How is an Aneurysm Diagnosed

What is the diagnosis of Aneurysm?

What is the diagnosis of Aneurysm?

If an aortic aneurysm presents without symptoms, it might be discovered incidentally during a routine physical examination or through tests conducted for other reasons, such as chest or abdominal pain.

For an abdominal aortic aneurysm (AAA), your doctor might identify a pulsating mass in your abdomen. A rapidly enlarging aneurysm approaching rupture can be tender and intensely painful upon palpation. Detecting an AAA might pose challenges, particularly in overweight or obese individuals.

Moreover, your doctor may detect abnormal blood flow sounds rather than the typical whooshing noise when listening to your abdomen with a stethoscope.

Specialists such as cardiothoracic or vascular surgeons may be involved in diagnosing and treating an aortic aneurysm. A cardiothoracic surgeon performs surgeries on the heart, lungs, and chest organs, including the aorta, while a vascular surgeon specializes in surgeries related to blood vessels except those of the heart and brain.

Various tests and procedures may be recommended to diagnose and evaluate an aneurysm:

1. Ultrasound: This painless test employs sound waves to generate images of internal structures, aiding in determining the size of an aneurysm.

2. Computed Tomography (CT) Scan: This non-invasive test utilizes x-rays and a contrast dye to produce detailed images of internal organs, offering clearer views of the aorta and any aneurysms.

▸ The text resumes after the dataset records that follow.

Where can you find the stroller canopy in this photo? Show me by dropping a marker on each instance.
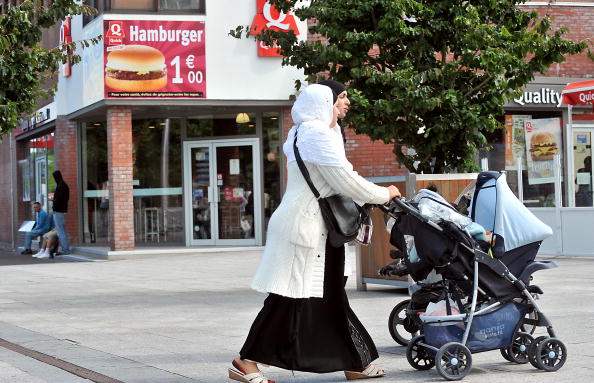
(496, 208)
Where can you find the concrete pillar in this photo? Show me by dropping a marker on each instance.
(119, 160)
(65, 150)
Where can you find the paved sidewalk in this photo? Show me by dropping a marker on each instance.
(183, 318)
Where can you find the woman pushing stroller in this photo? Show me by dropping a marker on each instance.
(306, 323)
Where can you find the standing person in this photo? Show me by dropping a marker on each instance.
(306, 323)
(342, 104)
(42, 226)
(49, 241)
(60, 208)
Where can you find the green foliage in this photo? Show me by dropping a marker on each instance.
(432, 75)
(24, 64)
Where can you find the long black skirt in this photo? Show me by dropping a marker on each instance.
(311, 334)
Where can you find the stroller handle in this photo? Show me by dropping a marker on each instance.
(400, 204)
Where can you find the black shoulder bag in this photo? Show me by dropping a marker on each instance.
(343, 217)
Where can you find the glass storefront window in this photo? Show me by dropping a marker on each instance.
(157, 181)
(530, 143)
(221, 125)
(38, 169)
(271, 152)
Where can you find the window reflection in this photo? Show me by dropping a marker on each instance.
(222, 125)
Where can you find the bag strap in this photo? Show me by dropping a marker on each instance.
(303, 168)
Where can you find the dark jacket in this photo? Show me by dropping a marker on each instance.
(61, 195)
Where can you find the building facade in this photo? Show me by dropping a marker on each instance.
(197, 160)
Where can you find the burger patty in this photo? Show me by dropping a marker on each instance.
(129, 75)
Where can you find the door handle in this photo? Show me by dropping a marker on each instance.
(210, 194)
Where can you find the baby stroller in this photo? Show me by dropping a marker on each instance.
(485, 285)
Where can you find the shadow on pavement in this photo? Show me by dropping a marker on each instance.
(10, 257)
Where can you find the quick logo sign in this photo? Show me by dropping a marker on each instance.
(268, 17)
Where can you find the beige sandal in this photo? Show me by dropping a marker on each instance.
(370, 372)
(239, 375)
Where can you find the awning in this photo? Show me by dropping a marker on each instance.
(581, 92)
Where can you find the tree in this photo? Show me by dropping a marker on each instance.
(432, 75)
(24, 65)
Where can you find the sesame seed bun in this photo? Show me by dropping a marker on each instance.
(136, 58)
(136, 85)
(543, 146)
(136, 68)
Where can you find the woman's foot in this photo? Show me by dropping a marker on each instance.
(368, 372)
(247, 372)
(245, 366)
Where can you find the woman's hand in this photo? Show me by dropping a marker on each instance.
(394, 192)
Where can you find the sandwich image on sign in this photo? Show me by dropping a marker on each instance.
(543, 146)
(136, 68)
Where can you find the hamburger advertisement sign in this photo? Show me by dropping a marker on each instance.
(154, 59)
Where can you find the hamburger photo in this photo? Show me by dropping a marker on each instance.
(543, 146)
(136, 68)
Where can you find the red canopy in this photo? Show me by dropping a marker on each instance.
(581, 92)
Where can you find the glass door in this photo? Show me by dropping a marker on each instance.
(41, 181)
(222, 192)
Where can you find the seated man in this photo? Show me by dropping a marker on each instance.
(50, 239)
(42, 226)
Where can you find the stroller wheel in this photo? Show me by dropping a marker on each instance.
(417, 355)
(453, 361)
(505, 354)
(551, 354)
(532, 318)
(532, 350)
(396, 324)
(518, 350)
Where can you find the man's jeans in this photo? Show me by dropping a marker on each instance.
(29, 237)
(59, 223)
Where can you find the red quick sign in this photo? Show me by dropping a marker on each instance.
(154, 59)
(268, 17)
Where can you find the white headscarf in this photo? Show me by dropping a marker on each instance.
(317, 142)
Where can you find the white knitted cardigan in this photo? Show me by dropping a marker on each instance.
(292, 263)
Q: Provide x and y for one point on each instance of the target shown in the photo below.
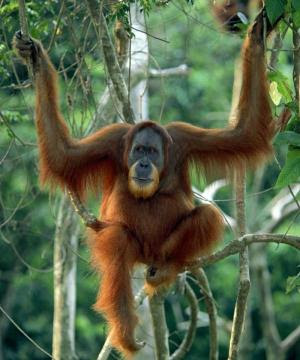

3. Magnetic Resonance Imaging (MRI): MRI employs magnets and radio waves to create detailed images of bodily structures, accurately detecting aneurysms and providing information on their size and location.

4. Angiography: This procedure involves injecting a special dye into the bloodstream to visualize the insides of arteries using x-ray imaging. An aortogram, an angiogram of the aorta, can reveal the extent of damage and blockages in blood vessels, indicating the presence and characteristics of an aortic aneurysm.